During Black History Month February 2015, the Indianapolis Metropolitan Police Department unveiled its first historical exhibit dedicated to the achievements of the African-Americans who have worn its uniform proudly. The exhibit which highlights these pioneers was dedicated by Chief Rick Hite in a special ceremony.
This exhibit is now on display through the end of March, from 9 a.m. to 5:00 p.m., free to the public, on the first floor of the east wing of the City-County Building, 200 E. Washington Street. A plaque dedicated to Officer Carter Temple Jr., one of those first five men hired in 1876, was unveiled during the ceremony, which was attended by his great-grandchildren, Cecelia Ann Boler and Reginald Temple.
Boler gave a moving speech about her ancestor’s life as a freed slave, a Union Army Corporal and as an IPD officer. Officer Temple walked a beat for many years with a partner, Benjamin Thornton.

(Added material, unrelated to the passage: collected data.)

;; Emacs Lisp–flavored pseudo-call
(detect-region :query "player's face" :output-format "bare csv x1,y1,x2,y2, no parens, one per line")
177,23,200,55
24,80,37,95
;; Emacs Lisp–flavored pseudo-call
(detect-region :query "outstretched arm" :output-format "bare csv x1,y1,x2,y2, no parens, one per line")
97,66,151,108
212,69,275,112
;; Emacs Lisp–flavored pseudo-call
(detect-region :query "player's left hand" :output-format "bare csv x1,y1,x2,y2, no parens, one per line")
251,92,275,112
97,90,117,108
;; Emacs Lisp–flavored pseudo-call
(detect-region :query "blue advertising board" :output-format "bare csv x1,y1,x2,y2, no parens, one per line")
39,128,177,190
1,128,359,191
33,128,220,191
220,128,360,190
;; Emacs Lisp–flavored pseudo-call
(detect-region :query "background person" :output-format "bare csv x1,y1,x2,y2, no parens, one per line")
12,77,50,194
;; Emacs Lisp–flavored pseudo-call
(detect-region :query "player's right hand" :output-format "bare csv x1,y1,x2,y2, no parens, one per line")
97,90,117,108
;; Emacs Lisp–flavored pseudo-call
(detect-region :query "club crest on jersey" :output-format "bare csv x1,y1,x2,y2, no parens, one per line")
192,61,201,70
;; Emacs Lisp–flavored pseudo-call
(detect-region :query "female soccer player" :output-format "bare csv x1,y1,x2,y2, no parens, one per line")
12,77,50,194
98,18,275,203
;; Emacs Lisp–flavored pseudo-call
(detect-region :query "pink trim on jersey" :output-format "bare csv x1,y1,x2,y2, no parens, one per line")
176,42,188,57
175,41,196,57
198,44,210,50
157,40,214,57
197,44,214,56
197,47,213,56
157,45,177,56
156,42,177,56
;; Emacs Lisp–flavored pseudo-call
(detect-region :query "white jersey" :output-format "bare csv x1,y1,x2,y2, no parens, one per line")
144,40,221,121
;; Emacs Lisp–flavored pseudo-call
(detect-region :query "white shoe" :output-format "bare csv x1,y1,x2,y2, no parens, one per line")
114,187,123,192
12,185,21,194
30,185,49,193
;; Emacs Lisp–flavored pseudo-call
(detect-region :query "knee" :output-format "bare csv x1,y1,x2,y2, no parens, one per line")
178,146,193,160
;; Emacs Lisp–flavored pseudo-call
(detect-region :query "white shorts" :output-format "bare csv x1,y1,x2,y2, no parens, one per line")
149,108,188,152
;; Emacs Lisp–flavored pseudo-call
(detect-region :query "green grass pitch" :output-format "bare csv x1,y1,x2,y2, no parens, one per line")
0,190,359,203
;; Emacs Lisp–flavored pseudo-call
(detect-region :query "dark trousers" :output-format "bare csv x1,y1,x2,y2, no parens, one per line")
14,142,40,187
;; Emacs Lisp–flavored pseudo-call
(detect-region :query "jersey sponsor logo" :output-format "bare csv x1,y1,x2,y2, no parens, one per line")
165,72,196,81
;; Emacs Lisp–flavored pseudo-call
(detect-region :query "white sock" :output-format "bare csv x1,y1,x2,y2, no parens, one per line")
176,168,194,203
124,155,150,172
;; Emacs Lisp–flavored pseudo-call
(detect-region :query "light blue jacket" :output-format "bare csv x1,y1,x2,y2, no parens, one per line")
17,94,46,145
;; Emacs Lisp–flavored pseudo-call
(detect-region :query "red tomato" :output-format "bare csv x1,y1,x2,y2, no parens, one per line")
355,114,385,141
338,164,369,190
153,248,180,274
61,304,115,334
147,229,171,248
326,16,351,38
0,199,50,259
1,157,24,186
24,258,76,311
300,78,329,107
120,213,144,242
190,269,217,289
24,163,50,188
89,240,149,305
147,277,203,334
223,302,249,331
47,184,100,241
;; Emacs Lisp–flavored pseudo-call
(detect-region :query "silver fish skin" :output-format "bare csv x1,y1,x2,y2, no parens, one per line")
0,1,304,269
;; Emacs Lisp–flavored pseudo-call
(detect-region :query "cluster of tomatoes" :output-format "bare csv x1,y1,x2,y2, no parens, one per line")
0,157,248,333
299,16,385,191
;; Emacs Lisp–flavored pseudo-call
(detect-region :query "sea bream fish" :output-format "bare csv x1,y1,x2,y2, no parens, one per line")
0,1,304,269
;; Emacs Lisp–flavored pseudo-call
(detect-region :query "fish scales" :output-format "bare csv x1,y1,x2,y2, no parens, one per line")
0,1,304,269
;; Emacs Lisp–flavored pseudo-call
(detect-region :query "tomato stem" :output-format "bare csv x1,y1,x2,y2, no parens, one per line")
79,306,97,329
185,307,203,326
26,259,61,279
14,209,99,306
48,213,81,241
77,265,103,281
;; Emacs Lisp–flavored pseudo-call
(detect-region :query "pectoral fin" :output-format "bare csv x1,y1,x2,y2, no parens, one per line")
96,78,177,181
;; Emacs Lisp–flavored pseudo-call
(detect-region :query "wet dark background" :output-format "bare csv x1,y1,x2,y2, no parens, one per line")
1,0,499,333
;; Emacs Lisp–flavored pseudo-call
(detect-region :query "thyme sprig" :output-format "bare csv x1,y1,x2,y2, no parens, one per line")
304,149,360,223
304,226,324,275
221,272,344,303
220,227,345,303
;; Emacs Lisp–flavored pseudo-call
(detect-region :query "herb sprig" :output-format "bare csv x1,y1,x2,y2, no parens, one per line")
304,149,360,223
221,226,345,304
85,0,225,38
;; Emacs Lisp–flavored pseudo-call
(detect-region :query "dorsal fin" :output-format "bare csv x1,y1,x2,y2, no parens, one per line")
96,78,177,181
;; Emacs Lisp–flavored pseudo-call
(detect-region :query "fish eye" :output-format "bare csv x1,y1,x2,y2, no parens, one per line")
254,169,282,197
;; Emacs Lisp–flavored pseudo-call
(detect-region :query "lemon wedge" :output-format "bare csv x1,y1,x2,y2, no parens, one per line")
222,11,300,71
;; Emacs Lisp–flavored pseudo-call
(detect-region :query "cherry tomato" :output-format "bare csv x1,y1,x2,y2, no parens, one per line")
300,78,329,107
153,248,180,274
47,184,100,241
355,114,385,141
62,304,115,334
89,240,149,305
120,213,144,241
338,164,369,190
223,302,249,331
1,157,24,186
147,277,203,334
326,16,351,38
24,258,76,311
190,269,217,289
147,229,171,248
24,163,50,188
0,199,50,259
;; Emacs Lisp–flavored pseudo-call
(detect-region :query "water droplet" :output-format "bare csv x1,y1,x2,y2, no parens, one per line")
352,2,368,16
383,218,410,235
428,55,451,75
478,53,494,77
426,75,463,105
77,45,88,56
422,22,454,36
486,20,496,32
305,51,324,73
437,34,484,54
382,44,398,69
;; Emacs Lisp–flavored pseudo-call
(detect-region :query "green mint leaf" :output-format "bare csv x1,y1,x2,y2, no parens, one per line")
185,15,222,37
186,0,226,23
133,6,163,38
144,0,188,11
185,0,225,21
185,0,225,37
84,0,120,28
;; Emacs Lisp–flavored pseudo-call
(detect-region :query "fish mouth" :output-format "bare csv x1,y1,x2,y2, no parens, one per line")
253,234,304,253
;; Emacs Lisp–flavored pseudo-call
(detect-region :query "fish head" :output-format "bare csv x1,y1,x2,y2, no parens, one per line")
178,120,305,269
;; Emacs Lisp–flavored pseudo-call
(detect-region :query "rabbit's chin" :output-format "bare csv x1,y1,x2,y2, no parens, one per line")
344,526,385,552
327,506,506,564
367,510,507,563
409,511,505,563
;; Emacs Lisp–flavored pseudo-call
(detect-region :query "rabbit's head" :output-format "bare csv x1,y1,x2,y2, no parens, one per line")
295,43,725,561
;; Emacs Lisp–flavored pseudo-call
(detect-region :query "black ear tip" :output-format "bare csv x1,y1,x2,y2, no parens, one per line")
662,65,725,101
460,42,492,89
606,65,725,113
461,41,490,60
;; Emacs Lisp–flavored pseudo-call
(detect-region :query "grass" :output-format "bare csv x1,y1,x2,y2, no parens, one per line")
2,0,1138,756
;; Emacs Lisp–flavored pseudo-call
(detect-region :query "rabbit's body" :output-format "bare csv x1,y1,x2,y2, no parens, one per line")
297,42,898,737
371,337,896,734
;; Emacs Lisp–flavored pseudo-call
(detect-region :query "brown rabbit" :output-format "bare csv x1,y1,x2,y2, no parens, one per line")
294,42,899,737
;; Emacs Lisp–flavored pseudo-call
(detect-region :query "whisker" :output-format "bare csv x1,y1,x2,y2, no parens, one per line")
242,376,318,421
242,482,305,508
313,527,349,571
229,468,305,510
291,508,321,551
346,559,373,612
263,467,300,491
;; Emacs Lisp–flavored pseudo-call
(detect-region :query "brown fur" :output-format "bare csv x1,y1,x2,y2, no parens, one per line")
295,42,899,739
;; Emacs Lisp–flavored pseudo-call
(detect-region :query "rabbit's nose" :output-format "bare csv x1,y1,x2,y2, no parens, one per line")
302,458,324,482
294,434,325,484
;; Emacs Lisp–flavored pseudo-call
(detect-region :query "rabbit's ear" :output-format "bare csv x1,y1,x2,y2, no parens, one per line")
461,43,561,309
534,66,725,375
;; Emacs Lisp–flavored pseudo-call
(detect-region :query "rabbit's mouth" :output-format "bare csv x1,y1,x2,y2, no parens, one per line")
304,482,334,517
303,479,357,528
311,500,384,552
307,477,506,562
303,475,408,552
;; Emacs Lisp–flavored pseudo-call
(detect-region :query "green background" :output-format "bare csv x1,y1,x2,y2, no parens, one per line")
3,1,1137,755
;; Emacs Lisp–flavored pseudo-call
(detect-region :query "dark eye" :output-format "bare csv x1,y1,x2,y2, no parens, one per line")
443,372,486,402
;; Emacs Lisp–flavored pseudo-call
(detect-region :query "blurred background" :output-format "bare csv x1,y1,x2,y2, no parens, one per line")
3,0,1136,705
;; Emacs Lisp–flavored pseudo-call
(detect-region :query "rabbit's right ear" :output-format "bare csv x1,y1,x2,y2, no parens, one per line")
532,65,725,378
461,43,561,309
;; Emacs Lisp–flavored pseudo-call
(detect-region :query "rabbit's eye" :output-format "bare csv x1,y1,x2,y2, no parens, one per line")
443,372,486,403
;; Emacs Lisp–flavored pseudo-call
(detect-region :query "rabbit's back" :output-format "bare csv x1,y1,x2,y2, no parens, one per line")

In 1885, Benjamin Thornton was promoted to Detective, the only African-American detective the Indianapolis Police Department had until 1918. He became a legend, not just in Indianapolis, but throughout the United States. He solved several murders and numerous other crimes through his detective work. He was credited with sending over 400 criminals to the penitentiary. Another officer honored in the exhibit was the late Maria (Legg) McElroy (1929-1989). In 1953 she was the first African-American woman to attend the School Sisters of Notre Dame in Milwaukee, Wisconsin. She was a novice Nun but gave up her habit to join the Indianapolis Police Department in 1956. She left the department in 1969 to use her college degree to teach disabled children.
Among the visitors to the Black History Month exhibit was her daughter Marianna Fall, who drove from Cincinnati, Ohio with her son Khadim. Marianna, a school teacher herself, knew very little about her mother’s police career and found the exhibit educational and also moving. There are over 30 police officers honored in the exhibit, such as “Jack” Hadley (1895-1969), a 40-year veteran, who walked a beat in the toughest neighborhoods in town, Spurgeon Davenport (1911-2003), a fine detective who rose through the ranks to Inspector in 1966 and Deborah L. Saunders, who became Assistant Chief in 1999, the highest ranking African-American policewoman in IPD history. This exhibit is sponsored by the Indianapolis Police Foundation, an organization dedicated to the preservation of the history of IPD, IMPD and MCSD.